Reproin scanner sequence names are simplified relative to the final BIDS output and generally conform to this scheme (but consult the reference for additional options): sequence type-modality label _ session-session name _ task-task name _ acquisition-acquisition detail _ run-run number _ direction-direction label.

e.g., func-bold_ses-pre_task-faces_acq-1mm_run-01_dir-AP.
  • Each sequence name begins with the seqtype key. The seqtype key is the name of the BIDS directory where the sequence belongs, e.g., anat, dwi, fmap or func.

  • The seqtype key is optionally followed by a dash - and a modality label value (e.g., anat-scout or anat-T2W). Often, the modality label is not needed because there is a predictable default for most seqtypes:

    • For anat the default modality is T1W. Thus a sequence named anat will have the same output BIDS files as a sequence named anat-T1w, e.g., sub-001_T1w.nii.gz in the anat directory.
    • For fmap the default modality is epi. Thus fmap_dir-PA will have the same output as fmap-epi_dir-PA, e.g., sub-001_dir-PA_epi.nii.gz in the fmap directory.
    • For func the default modality is bold. Thus, func-bold_task-rest will have the same output as func_task-rest, e.g., sub-001_task-rest_bold.nii.gz in the func directory.
    • Reproin gets the subject number from the DICOM metadata.
  • If you have multiple sessions, the session name does not need to be included in every sequence name in the program (i.e., Program= Patient level mentioned above). Instead, the session can be added to a single sequence name, usually the scout (localizer) sequence e.g. anat-scout_ses-pre, and reproin will propagate the session information to the other sequence names in the Program. Interestingly, reproin does not add the localizer to your Nifti output.

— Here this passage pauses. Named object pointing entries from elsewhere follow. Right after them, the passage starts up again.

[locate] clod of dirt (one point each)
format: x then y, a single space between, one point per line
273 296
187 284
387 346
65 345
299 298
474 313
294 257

  • When our scanner exports the DICOM sequences, all dashes are removed. But don’t worry, reproin handles this just fine.

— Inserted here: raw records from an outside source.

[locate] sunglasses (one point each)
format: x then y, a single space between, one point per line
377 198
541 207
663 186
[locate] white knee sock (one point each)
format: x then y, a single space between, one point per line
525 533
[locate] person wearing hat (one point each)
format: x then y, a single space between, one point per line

  • In the UA phantom reproin data, the subject was named 01. Horos reports the subject number as 01 but exports the DICOMS into a directory 001. If the data are copied to an external drive at the scanner, then the subject number is reported as 001_001 and the images are *.IMA instead of *.dcm. Reproin does not care, it handles all of this gracefully. Your output tree (excluding sourcedata) should look like this:

    |-- CHANGES
    |-- README
    |-- dataset_description.json
    |-- participants.tsv
    |-- sub-001
    |   |-- anat
    |   |   |-- sub-001_acq-MPRAGE_T1w.json
    |   |   `-- sub-001_acq-MPRAGE_T1w.nii.gz
    |   |-- dwi
    |   |   |-- sub-001_dir-AP_dwi.bval
    |   |   |-- sub-001_dir-AP_dwi.bvec
    |   |   |-- sub-001_dir-AP_dwi.json
    |   |   `-- sub-001_dir-AP_dwi.nii.gz
    |   |-- fmap
    |   |   |-- sub-001_acq-4mm_magnitude1.json
    |   |   |-- sub-001_acq-4mm_magnitude1.nii.gz
    |   |   |-- sub-001_acq-4mm_magnitude2.json
    |   |   |-- sub-001_acq-4mm_magnitude2.nii.gz
    |   |   |-- sub-001_acq-4mm_phasediff.json
    |   |   |-- sub-001_acq-4mm_phasediff.nii.gz
    |   |   |-- sub-001_dir-PA_epi.json
    |   |   `-- sub-001_dir-PA_epi.nii.gz
    |   |-- func
    |   |   |-- sub-001_task-rest_bold.json
    |   |   |-- sub-001_task-rest_bold.nii.gz
    |   |   `-- sub-001_task-rest_events.tsv
    |   `-- sub-001_scans.tsv
    `-- task-rest_bold.json
  • Note that despite all the the different subject names (e.g., 01, 001 and 001_001), the subject is labeled sub-001.